« Nouveaux affrontements à Ferguson » « Colère à Ferguson » « Nouvel incident violent à Ferguson ». Depuis quelques mois, les tensions entre les policiers et les citoyens de Ferguson, aux Etats-Unis, sont très suivies par les médias français. Pourtant, il n'y a pas qu'à Ferguson que les agressions envers les forces de l'ordre se multiplient. Pendant ce temps là, en France, des centaines de gendarmes et de policiers subissent chaque jour des menaces verbales et des agressions physiques. Certes, le contexte est différent. Aux Etats-Unis, on reproche aux forces de l'ordre de s'en prendre aux Afro-Américains, depuis que le jeune Michael Brown a été abattu par un policier blanc. En France, cette violence a un autre visage, même si on reste dans le flou quant à ses véritables racines.  

Une nouvelle forme de violence

Les fonctionnaires de police étaient habitués à rencontrer des individus furieux lorsqu'ils se faisaient contrôler parce qu'ils téléphonaient en conduisant ou parce qu'ils ne portaient pas leur ceinture de sécurité. Leur colère pouvait les mener à quelques actes d'incivilité, intolérables mais peu dangereux. Depuis quelques mois, une nouvelle forme de violence est apparue, notamment dans les banlieues, comme l'explique Christophe Crépin, délégué syndical Unsa-Police : « Certains résidents considèrent les banlieues comme leurs points forts et souhaitent le faire comprendre aux forces de l'ordre en utilisant leurs armes. Ils veulent faire front, ils viennent au contact et n'hésitent pas à tirer ».

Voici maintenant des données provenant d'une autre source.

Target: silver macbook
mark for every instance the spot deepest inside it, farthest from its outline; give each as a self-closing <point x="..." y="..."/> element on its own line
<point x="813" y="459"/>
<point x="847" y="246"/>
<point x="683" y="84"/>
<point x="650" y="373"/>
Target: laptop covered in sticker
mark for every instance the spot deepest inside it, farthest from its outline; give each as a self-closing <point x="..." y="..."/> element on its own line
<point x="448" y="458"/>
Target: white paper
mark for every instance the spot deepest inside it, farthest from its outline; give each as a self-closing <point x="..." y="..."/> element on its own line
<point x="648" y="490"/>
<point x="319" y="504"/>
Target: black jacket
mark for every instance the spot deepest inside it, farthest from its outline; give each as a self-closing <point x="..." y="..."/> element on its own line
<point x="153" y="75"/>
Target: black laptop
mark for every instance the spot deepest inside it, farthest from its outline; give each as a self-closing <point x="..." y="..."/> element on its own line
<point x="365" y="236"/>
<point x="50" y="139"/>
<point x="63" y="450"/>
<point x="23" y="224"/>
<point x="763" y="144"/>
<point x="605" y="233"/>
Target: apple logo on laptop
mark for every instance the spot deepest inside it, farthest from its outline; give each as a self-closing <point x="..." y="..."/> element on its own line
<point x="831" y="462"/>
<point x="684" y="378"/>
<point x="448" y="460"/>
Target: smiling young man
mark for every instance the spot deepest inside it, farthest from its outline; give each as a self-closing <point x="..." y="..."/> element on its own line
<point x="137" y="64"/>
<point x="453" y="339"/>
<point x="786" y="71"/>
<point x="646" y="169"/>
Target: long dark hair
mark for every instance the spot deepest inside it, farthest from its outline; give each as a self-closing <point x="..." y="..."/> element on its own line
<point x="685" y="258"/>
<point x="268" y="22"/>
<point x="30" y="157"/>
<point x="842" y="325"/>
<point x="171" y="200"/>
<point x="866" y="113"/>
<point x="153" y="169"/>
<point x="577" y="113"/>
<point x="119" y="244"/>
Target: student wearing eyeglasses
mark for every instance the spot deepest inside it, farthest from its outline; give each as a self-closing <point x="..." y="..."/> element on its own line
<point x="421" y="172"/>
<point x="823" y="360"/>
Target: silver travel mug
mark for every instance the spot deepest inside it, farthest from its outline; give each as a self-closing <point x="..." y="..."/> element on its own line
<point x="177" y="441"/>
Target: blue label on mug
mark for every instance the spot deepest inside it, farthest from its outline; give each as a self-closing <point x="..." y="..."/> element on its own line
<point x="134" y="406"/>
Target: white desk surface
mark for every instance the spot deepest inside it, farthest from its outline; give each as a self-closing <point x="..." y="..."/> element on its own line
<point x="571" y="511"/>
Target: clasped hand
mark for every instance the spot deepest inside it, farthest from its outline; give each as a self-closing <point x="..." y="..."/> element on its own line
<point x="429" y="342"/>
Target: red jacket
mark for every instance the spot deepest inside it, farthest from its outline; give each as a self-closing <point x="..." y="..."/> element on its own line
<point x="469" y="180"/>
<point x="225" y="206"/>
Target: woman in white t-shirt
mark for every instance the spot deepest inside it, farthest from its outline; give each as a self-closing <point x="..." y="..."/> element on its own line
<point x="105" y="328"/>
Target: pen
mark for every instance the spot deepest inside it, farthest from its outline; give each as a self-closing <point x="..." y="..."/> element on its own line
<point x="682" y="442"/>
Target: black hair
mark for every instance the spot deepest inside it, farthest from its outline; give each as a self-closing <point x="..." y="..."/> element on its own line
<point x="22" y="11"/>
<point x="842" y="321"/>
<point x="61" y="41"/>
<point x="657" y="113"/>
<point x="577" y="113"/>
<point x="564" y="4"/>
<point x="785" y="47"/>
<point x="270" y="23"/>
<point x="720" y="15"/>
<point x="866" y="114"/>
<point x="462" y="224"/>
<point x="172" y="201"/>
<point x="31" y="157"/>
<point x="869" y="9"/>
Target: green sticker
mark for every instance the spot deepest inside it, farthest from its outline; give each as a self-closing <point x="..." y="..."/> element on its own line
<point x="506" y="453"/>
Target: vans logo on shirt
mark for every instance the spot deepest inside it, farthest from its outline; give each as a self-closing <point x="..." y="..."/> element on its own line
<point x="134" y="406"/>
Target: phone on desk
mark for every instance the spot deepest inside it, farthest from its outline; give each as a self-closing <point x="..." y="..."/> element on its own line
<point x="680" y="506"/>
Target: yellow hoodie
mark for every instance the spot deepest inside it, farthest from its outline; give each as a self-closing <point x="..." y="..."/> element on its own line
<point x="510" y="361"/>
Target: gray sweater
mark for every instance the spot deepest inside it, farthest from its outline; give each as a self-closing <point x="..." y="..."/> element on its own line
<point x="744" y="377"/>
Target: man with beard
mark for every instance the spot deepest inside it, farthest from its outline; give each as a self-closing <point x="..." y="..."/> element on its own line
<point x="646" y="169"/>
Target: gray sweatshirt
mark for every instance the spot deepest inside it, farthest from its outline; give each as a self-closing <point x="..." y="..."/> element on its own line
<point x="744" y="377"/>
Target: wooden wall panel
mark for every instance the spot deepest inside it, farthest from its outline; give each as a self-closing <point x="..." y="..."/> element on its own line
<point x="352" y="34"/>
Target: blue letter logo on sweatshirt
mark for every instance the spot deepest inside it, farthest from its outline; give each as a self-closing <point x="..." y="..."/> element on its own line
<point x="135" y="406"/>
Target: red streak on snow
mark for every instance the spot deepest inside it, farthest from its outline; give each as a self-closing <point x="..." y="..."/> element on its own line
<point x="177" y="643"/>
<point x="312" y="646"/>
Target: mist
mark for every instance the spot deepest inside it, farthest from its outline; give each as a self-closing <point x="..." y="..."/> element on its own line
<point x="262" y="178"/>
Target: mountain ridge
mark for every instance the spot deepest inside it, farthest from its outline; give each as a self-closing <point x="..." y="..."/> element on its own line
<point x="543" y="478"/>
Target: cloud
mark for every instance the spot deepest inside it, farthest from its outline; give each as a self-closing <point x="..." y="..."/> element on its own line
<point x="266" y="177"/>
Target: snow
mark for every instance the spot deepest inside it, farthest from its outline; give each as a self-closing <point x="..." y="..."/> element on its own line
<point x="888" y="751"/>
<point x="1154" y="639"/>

Les menaces verbales sont immédiatement mises à exécution. Les individus menaçant ont très vite fait de passer à l'acte, sans crainte apparente. Les forces de l'ordre n'ont pas d'autre choix que de les prendre au sérieux. « Les jeunes n'ont plus peur, ils ne s'enferment pas, ils sortent et tirent directement sur les policiers », affirme Christophe Crépin.

Un rapport accablant

Cette augmentation des violences physiques et verbales envers les forces de l'ordre a été démontrée par l'Observatoire national de la délinquance et des réponses pénales (ONDRP). Dans son rapport annuel 2014, une étude révèle que les atteintes aux personnels et aux biens de la Police nationale ont augmenté de 5,5% en 2013, par rapport à 2012. Elles représentent 43 434 faits en 2013 contre 41 186 l'année précédente.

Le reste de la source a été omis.